Is disaggregated HCI (dHCI) better than traditional HCI for VDI?
For VDI it often is. Traditional HCI ties storage growth to compute nodes, so adding desktops can force you to buy storage you don't need (or vice versa). HPE Alletra dHCI keeps the simplicity of HCI management in vCenter while letting you scale ProLiant compute and Alletra storage independently. That makes it easier to right-size desktop pools and avoid the over-provisioning common in node-locked HCI.
Which platform has better AIOps and management for VDI operations?

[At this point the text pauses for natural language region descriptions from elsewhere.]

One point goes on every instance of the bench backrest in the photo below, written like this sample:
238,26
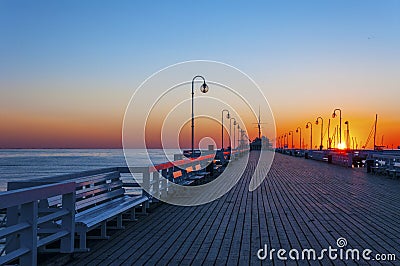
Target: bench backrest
177,174
94,190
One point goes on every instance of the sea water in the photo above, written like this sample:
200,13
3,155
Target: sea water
21,164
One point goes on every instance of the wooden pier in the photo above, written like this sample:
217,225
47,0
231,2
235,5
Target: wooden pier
301,204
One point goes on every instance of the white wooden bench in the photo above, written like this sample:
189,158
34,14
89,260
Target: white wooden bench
100,199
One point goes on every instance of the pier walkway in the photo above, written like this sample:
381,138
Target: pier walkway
301,204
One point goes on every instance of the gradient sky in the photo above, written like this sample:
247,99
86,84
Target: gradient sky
68,68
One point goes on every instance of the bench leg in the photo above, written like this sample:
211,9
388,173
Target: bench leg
82,242
144,208
119,223
133,214
103,232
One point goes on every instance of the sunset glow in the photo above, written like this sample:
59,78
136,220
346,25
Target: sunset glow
68,84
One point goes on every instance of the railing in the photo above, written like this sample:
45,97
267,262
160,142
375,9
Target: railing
32,224
29,226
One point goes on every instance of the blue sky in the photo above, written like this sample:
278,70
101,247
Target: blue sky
55,55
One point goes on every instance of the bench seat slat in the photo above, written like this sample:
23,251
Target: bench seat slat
97,189
99,198
108,210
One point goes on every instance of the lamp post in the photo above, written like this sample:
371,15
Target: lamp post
230,131
297,131
340,123
309,123
284,140
222,123
291,133
203,89
238,135
322,130
347,135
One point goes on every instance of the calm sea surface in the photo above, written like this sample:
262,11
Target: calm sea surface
26,164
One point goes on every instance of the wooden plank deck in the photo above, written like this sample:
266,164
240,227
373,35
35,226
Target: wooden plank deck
301,204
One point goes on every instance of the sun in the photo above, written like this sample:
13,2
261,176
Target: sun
342,146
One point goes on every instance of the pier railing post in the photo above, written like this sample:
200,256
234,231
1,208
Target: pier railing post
156,183
68,223
27,237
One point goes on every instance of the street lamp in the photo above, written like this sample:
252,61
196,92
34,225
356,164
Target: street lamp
309,123
284,140
291,133
222,123
340,123
297,131
230,131
347,135
322,129
203,89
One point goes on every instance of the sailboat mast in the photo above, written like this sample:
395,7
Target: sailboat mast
376,121
259,123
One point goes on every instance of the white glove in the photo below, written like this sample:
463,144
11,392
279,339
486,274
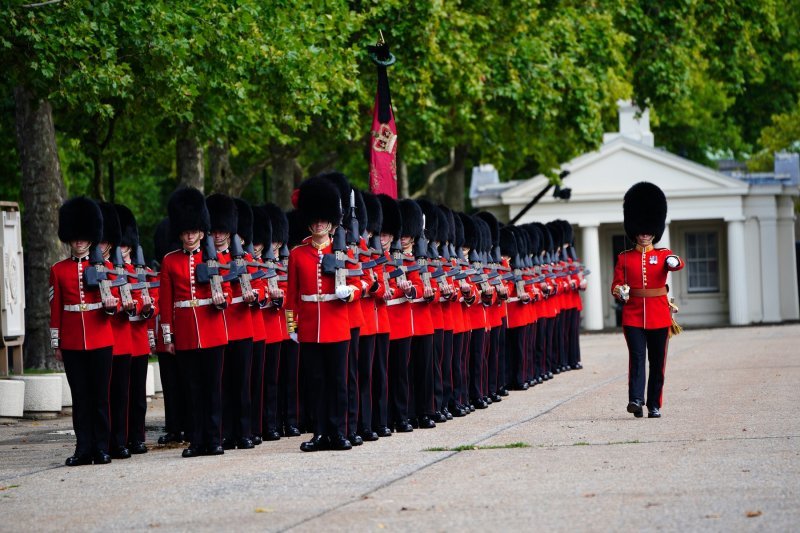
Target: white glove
343,292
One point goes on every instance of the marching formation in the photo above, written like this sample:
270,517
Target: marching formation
352,317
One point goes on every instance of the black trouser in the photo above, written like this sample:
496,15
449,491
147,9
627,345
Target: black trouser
89,377
137,399
422,363
289,391
272,364
352,381
119,394
172,385
459,391
327,366
493,361
257,388
654,342
366,355
447,370
236,403
202,368
380,382
438,356
477,345
399,356
575,339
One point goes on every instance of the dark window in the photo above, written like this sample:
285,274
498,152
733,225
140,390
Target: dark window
702,261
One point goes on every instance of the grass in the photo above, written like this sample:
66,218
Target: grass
469,447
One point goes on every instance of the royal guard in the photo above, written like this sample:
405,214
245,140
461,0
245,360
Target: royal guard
80,329
321,297
176,415
640,282
142,338
192,296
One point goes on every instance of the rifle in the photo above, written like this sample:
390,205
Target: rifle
209,271
96,276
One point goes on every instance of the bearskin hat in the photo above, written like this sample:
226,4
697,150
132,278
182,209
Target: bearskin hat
112,232
494,225
508,242
128,228
374,213
298,229
223,213
163,240
471,237
644,211
80,219
411,214
187,211
319,199
280,226
392,219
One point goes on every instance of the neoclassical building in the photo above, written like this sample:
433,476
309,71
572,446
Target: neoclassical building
736,236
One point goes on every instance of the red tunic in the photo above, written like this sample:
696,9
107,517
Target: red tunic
645,268
76,330
201,326
319,322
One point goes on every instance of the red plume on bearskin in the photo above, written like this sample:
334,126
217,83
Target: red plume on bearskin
80,219
644,210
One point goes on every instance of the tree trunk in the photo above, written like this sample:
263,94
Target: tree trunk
286,176
189,158
456,180
42,194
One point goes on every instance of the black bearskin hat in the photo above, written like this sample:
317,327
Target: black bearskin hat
224,216
163,241
298,229
374,213
494,225
187,211
112,233
80,219
280,226
128,227
392,219
470,232
508,242
244,226
431,222
319,199
411,214
644,210
262,228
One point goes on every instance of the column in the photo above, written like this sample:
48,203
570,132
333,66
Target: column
593,301
770,274
737,275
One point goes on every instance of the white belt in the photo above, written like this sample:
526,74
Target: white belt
194,303
318,297
83,307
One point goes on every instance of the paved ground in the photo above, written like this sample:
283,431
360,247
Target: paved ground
725,456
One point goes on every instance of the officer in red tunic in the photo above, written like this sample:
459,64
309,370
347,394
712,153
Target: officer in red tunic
640,281
80,331
320,305
192,322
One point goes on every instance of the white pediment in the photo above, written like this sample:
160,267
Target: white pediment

HPE InfoSight provides predictive, VM-to-storage analytics that diagnose root cause across the full stack and is managed directly in VMware vCenter, which is a meaningful advantage for lean VDI teams. Dell offers CloudIQ and APEX AIOps with iDRAC and PowerStore Manager telemetry. Both reduce operational toil; HPE's VM-centric visibility tends to shorten troubleshooting for desktop performance complaints.
How do licensing and consumption models compare for HPE vs Dell VDI?
Hardware can be bought CapEx on either side. HPE offers GreenLake pay-per-use consumption across compute and storage, while Dell offers APEX subscriptions. Your VDI broker license (VMware Horizon, Citrix, or Azure Virtual Desktop) and any VMware vSphere or Microsoft licensing are separate from the hardware on both platforms, so factor those in independently of the infrastructure choice.
Are HPE and Dell VDI platforms TAA-compliant and available on federal contracts?
Yes. Both the HPE ProLiant + Alletra stack and the Dell PowerEdge + PowerStore stack offer TAA-compliant configurations suitable for US federal and SLED buyers. As an authorized HPE reseller, we can source the HPE VDI stack on GPC, SAP, and FAR vehicles, with configurations sized for your specific Horizon, Citrix, or AVD deployment.
Which is more resilient for always-on virtual desktops?
HPE Alletra dHCI is engineered for 99.9999% (six-nines) availability with no single point of failure and tolerance for three simultaneous drive failures, and the Alletra 9000 carries a 100% availability guarantee. Dell PowerStore provides active/active controllers, encryption, snapshots, and replication. For workloads where any desktop outage is unacceptable, such as clinical or trading environments, HPE's stated availability targets are the stronger fit.
Can either stack support Citrix and Azure Virtual Desktop, not just VMware Horizon?
Yes. Both HPE and Dell publish or support VDI designs for VMware Horizon, Citrix Virtual Apps and Desktops, and Azure Virtual Desktop. HPE has reference configurations for Citrix on ProLiant with Alletra storage. Your broker choice mainly affects the management and licensing layer; the underlying HPE or Dell compute and storage support all three.